December 29, 2021

Flow and Continuity in Academic Writing

By Joshua Via

Flow and Continuity in Academic Writing

by Nancy Sessoms

A common request we get in the Writing Center is for help with a paper’s flow, a term to describe a writing quality that has become ubiquitous but is often misunderstood.  Many student writers are hard-pressed to provide a definition of what flow is but can certainly sense when it is missing.  They may notice a choppiness, wordiness, or awkward wording in a passage or paragraph.  A general definition is offered by Lowe (2018), “Flow is a word used to describe writing that has logical structure and varied language within and between sentences and paragraphs.”  The American Psychological Association (APA) takes the analysis further by linking the terms flow and continuity.  The APA (2020) defines continuity as “the logical consistency of expression throughout a written work” and flow as “the smooth cadence of words and sentences” (p.111).  This post will attempt to give simple guidance for achieving and checking for flow and continuity in your papers.

            One way to achieve continuity between paragraphs is to use the last sentence of a paragraph as a transition to the next paragraph.  For example, the sentence “However, there is another form of respect” at the end of a paragraph would lead the reader to expect that another form of respect would be described in the following paragraph(s).  Another method is to use the first sentence of a paragraph to refer back to the previous paragraph, e.g., a paragraph discussing a study could be followed by a paragraph beginning with “Unlike the results of the Young and Tillman study, Barkley et al. found…,” linking the two paragraphs. 

The use of sentences to provide continuity can break up the monotony of relying entirely on transition words or phrases at the beginning of that next paragraph, which leads us to the next component of a well-written essay that flows.  A variety of sentence structures provides a smooth, engaging reading experience.  Alternate between simple, compound, complex, and compound complex sentences as well as active and passive voice.  You may have a grammatically correct compound complex sentence but having three of them in a row exhausts the reader.  Likewise, the same number of simple sentences, one after the other, gives the work an abrupt, choppy rhythm.

The simplest way to check your paper’s rhythm is to read it aloud.  Any problems will become apparent as you struggle for breath to complete an overly long sentence or notice a staccato cadence when several simple sentences are strung together.  Reading aloud will also help the writer notice if they have gotten into the habit of using the same words or phrases repeatedly.  Overuse of a simple phrase such as “due to,” bores the reader.  To enhance flow, use a variety of synonyms for common words or in phrases that you discover are echoed throughout the paper.

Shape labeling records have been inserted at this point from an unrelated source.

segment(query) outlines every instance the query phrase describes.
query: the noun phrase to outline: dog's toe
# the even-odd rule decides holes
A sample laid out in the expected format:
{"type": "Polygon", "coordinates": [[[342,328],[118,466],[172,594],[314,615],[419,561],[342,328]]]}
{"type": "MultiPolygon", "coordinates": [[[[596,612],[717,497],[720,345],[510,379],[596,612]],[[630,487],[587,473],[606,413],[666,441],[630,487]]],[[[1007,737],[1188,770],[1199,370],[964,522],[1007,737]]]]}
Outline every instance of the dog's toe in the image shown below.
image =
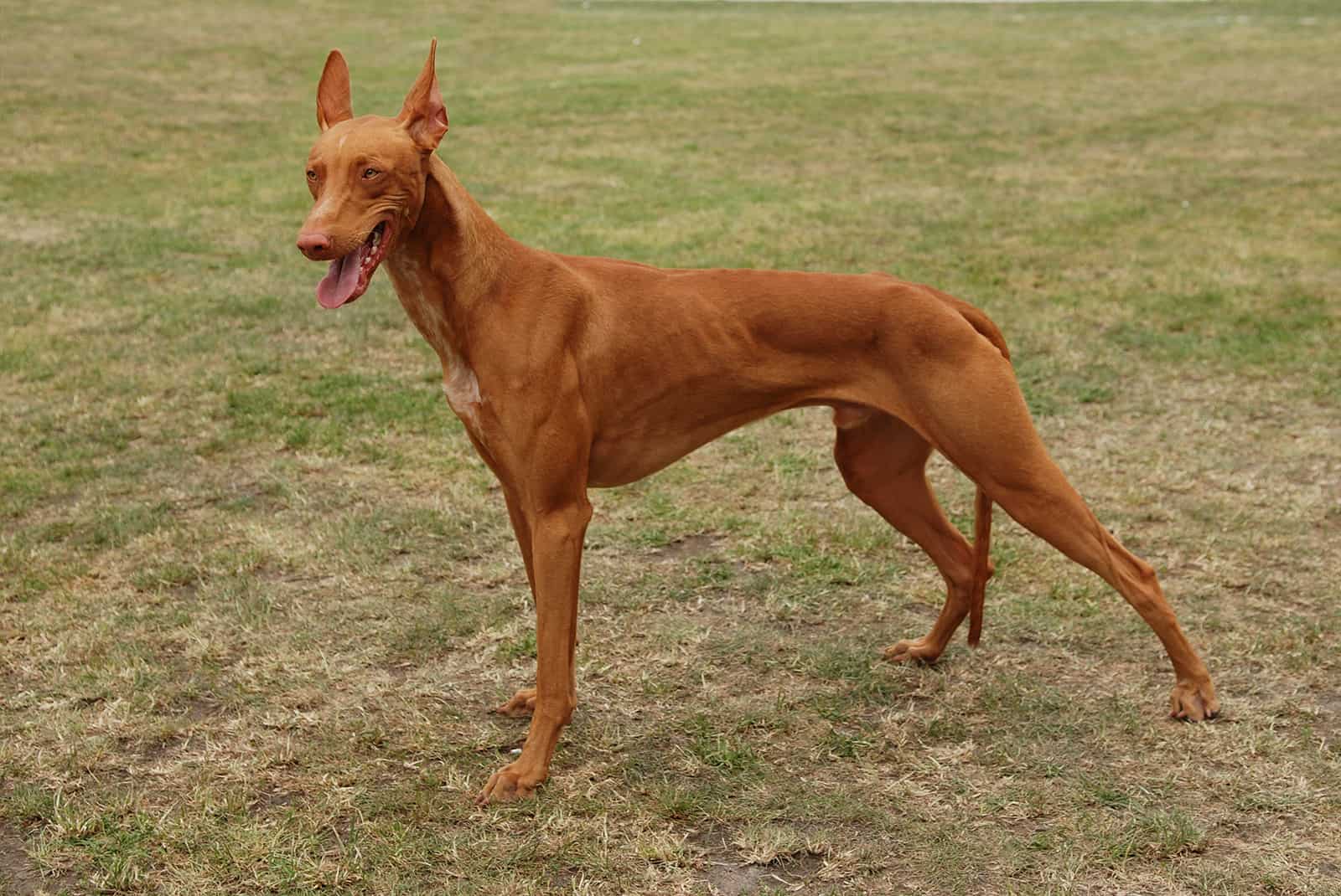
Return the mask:
{"type": "Polygon", "coordinates": [[[1169,694],[1169,715],[1185,722],[1204,722],[1220,714],[1220,700],[1215,696],[1211,679],[1184,680],[1169,694]]]}
{"type": "Polygon", "coordinates": [[[940,648],[927,643],[925,638],[901,640],[885,648],[885,659],[890,663],[935,663],[940,659],[940,648]]]}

Echoing as well as awkward paraphrasing are issues we encounter often in the Writing Center.

 Keep in mind that nothing interferes more with the flow of a paper than an author performing word choice acrobatics when paraphrasing.  This happens when the writer rearranges the order of a source’s words, usually creating noun strings, and/or uses obscure synonyms to avoid plagiarism.  A technique for effective paraphrasing involves reading the relevant passage of source material repeatedly until sure the data is understood.  The writer could then move the source out of sight and write in their own words the information as they understand it, citing the original source.

These are just a few methods for improving flow; see the listed references for more thorough explanations of flow and continuity and how to achieve them in your writing.





American Psychological Association. (2020). Publication manual of the American Psychological

            Association: The official guide to APA style. (7th ed.).


Lowe, J. (2018, April 2). The four levels of flow in writing: What it means when writing flows.